A mente do artista vagava livre entre os mais diferentes ramos do conhecimento — a ponto de não fazer distinção entre arte e ciência, ou entre a importância de um projeto de arquitetura e o estudo da língua de um pica-pau. Como notou o crítico de arte Kenneth Clark, ele foi “o homem mais avidamente curioso da história”. Esse turbilhão de ideias fica patente nas mais de 7 200 páginas dos célebres cadernos de Da Vinci.

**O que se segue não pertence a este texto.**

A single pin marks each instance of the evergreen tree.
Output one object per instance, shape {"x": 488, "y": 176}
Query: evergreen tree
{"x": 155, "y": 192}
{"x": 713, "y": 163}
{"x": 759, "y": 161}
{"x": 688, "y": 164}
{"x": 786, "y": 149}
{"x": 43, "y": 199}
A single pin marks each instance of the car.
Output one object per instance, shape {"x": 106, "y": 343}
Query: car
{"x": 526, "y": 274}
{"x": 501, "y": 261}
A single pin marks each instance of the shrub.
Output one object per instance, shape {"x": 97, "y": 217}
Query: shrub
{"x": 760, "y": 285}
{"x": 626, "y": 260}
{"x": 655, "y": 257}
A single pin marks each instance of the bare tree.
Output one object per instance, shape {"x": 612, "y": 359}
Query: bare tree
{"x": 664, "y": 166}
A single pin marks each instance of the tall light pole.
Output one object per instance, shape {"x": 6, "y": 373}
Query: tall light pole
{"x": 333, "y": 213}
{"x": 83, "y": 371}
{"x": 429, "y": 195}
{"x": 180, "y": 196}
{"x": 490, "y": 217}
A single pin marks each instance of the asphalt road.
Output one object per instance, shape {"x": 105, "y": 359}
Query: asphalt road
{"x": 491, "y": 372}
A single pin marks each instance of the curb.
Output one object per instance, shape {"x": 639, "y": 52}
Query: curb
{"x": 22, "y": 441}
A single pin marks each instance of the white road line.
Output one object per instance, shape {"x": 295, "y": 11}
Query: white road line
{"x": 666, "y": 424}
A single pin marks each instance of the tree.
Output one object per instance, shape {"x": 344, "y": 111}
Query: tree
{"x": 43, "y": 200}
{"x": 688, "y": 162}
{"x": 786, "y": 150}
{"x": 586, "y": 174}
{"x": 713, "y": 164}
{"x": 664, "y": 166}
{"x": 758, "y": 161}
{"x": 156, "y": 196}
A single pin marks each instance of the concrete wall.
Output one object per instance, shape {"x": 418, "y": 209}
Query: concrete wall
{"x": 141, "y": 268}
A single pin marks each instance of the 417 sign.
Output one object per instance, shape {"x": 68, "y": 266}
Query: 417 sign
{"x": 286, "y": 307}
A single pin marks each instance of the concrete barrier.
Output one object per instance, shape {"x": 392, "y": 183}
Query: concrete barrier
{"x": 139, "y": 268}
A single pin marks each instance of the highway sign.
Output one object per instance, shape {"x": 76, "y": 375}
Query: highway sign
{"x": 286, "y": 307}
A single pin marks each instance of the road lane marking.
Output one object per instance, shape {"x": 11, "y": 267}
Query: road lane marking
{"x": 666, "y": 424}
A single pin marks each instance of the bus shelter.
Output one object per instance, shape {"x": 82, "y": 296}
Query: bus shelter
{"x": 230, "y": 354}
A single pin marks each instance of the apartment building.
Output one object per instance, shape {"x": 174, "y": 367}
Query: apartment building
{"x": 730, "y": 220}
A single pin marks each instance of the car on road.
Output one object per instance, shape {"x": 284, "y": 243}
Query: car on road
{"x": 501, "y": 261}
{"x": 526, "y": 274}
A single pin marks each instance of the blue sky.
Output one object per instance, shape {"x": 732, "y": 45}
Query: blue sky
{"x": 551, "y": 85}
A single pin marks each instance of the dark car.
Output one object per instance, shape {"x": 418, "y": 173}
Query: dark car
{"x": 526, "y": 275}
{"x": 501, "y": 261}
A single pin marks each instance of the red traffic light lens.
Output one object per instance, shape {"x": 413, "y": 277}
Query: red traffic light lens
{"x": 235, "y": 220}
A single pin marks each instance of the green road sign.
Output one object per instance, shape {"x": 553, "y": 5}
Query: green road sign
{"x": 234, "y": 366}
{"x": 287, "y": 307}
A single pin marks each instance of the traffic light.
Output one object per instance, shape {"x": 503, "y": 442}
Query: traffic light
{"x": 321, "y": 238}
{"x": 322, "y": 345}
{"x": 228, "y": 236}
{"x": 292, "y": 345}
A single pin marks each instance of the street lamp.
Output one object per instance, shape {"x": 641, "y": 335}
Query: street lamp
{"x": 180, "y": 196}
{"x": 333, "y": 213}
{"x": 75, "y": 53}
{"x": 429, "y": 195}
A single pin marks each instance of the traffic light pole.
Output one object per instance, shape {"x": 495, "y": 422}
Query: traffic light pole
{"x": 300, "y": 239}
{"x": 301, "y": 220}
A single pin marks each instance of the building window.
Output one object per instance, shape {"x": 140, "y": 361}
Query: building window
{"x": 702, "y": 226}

Para sorte da humanidade, ele não podia desperdiçar papel, então preencheu cada canto de seus escritos, como se atesta na mostra do Louvre. São desenhos e anotações obsessivos. A torrente mental de Da Vinci tinha um efeito negativo, sem dúvida: ele saltava de uma tarefa a outra sem concluir o que estava fazendo — e era um mestre também na arte da procrastinação. Como se vê em obras expostas no Louvre, como Retrato de um Músico ou o impactante São Jerônimo, isso resultou em obras inacabadas. Mas, não fossem as procrastinações e os saltos malucos de um interesse a outro, Da Vinci nunca teria sido o gênio que pintou a Mona Lisa, com sua decupagem precisa das emoções inscritas nos músculos faciais (leia o quadro). “E quanto aos especialistas que se descabelaram pelo fato de Leonardo ter desperdiçado grande parte de seu tempo em estudos sobre óptica e anatomia à procura de padrões no universo? A Mona Lisa responde a todos com um sorriso”, escreve Isaacson.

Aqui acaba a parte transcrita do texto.